Kemudian, keputusan untuk mengubah pasal tersebut harus mendapat persetujuan sekurang-kurangnya 50 persen plus satu anggota dari seluruh anggota MPR. ”Jadi, (aturan) itu juga tetap harus dipenuhi. Jadi, tidak serta-merta ada wacana amandemen atau pengusulan, kemudian otomatis bisa terlaksana,” kata Hidayat.
Mencegah multitafsir
Ia pun menegaskan, pentingnya untuk mendefinisikan kondisi darurat yang memungkinkan terjadinya penundaan pemilu. Dengan definisi yang jelas dan terukur, ini akan menutup ruang spekulasi dan multitafsir di publik yang bisa berujung pada politisasi penundaan pemilu.
Hidayat mengaku, pimpinan MPR telah mengonsultasikan rencana tersebut kepada Presiden Joko Widodo pada Rabu (9/8/2023) sore di Istana Kepresidenan, Jakarta. Menurut dia, Presiden mempersilakan kepada MPR untuk membahasnya sesuai konstitusi.

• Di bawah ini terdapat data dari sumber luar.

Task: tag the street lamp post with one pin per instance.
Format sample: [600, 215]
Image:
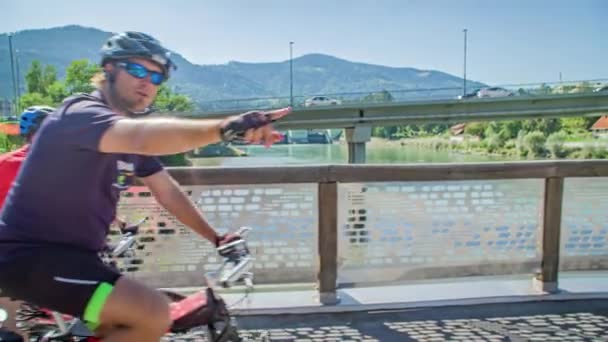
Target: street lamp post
[10, 49]
[18, 73]
[464, 86]
[291, 74]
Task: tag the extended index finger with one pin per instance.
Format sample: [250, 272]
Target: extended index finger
[278, 113]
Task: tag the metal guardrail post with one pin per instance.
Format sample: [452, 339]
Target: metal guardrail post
[547, 279]
[356, 138]
[328, 243]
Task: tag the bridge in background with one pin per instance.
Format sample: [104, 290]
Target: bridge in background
[358, 119]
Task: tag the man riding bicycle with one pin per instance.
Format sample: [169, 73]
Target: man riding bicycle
[10, 163]
[58, 212]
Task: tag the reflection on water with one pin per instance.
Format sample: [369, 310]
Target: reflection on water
[337, 153]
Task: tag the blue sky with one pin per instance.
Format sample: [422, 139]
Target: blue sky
[510, 41]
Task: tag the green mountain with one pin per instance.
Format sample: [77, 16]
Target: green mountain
[313, 74]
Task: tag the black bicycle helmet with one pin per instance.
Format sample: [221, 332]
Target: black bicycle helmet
[136, 44]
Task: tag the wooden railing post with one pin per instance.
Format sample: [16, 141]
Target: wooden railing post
[547, 279]
[328, 242]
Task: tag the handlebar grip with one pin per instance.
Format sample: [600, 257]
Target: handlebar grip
[236, 272]
[123, 246]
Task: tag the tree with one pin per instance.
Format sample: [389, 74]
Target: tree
[57, 92]
[510, 129]
[167, 101]
[78, 76]
[555, 144]
[534, 143]
[38, 79]
[544, 89]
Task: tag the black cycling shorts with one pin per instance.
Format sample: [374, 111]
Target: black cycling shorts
[63, 279]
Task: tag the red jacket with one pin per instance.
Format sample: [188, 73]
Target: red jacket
[10, 163]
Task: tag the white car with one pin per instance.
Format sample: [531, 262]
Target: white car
[600, 89]
[494, 92]
[487, 92]
[321, 101]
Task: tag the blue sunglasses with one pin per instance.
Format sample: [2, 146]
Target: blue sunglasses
[140, 71]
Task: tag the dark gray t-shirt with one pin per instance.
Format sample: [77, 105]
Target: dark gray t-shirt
[67, 191]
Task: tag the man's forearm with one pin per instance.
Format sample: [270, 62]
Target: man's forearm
[159, 136]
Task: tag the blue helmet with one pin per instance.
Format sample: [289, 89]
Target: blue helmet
[136, 44]
[31, 119]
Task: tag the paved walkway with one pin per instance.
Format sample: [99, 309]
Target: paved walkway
[585, 320]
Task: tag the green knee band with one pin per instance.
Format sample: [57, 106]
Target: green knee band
[95, 305]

Ketua MPR Bambang Soesatyo saat ditemui seusai pertemuan dengan Presiden juga menegaskan, amendemen konstitusi diperlukan untuk mengantisipasi masa depan. Sebab, disadari bahwa UUD 1945 hasil amendemen keempat tersebut memerlukan penyempurnaan dan penyesuaian dengan tuntutan zaman.
Kalau sekarang, takutnya dicurigai (amendemen) untuk memperpanjang masa jabatan presiden. Untuk apa lagi? Penundaan pemilu dan seterusnya. Jadi, malah, menurut kami, kontraproduktif sehingga kita berkesimpulan, kita bahas nanti pasca-Pemilu.

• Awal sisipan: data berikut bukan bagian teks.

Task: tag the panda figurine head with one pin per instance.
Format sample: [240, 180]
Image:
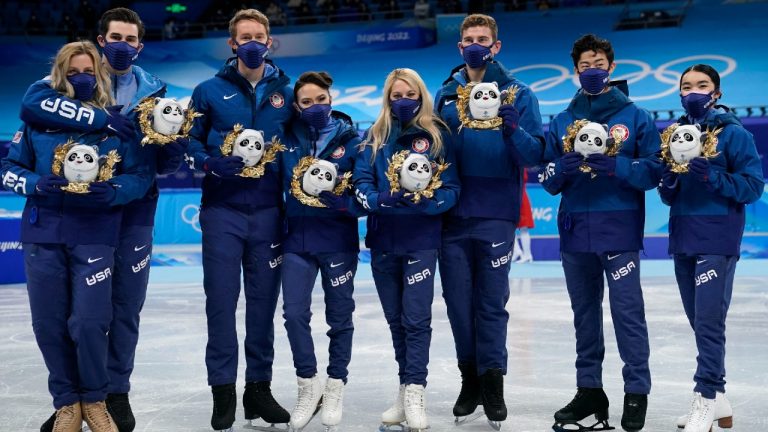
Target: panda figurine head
[167, 116]
[415, 173]
[592, 138]
[81, 164]
[249, 145]
[685, 143]
[484, 101]
[319, 177]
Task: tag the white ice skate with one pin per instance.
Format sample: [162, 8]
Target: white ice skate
[333, 398]
[415, 408]
[308, 402]
[393, 418]
[704, 412]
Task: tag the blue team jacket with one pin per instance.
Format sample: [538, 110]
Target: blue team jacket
[225, 100]
[44, 107]
[489, 164]
[402, 228]
[605, 213]
[313, 229]
[709, 219]
[70, 219]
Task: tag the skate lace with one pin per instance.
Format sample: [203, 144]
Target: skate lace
[97, 417]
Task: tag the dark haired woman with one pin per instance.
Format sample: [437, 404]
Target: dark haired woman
[706, 224]
[319, 238]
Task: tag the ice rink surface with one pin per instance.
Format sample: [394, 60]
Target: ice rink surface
[170, 393]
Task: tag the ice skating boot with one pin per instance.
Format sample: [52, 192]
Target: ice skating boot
[307, 403]
[723, 412]
[469, 396]
[333, 399]
[415, 408]
[392, 418]
[120, 410]
[97, 417]
[224, 404]
[258, 402]
[588, 401]
[492, 391]
[66, 419]
[635, 406]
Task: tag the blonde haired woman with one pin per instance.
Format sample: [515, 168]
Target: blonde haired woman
[404, 236]
[69, 242]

Senada dengan Hidayat, Bambang mengungkapkan, pembahasan amendemen tidak akan dilakukan pada masa sekarang, melainkan setelah Pemilu 2024. ”Kalau sekarang, takutnya dicurigai (amandemen) untuk memperpanjang masa jabatan presiden. Untuk apa lagi? Penundaan pemilu dan seterusnya. Jadi, malah, menurut kami, kontraproduktif sehingga kita berkesimpulan, kita bahas nanti pasca-Pemilu,” tuturnya.
Wakil Ketua MPR Ahmad Muzani menambahkan, amendemen tidak mungkin dipaksakan pada periode ini. Sebab, semua parpol sudah konsentrasi pada persiapan Pemilu 2024 dan para calon anggota legislatif sudah bersiap di daerah pemilihan masing-masing. ”Sekarang sudah masuk tahun politik. Kalau amendemen UUD 1945 dilakukan di periode ini, rasa-rasanya enggak," ucapnya.
Baca Juga: Amendemen UUD 1945 dan Demokrasi Konstitusional
Sementara itu, Wakil Ketua MPR Arsul Sani sependapat dengan Hidayat bahwa kriteria kedaruratan penting untuk diatur secara rigid. Untuk itu, MPR mencoba menggulirkan wacana amendemen ini sehingga bisa memicu diskursus publik.
”Diskursus sosialnya harus kita bangun mulai dari sekarang supaya kita kalau ada kejadian (situasi darurat) beneran, itu enggak berantem dulu tafsirnya masing-masing,” kata Arsul.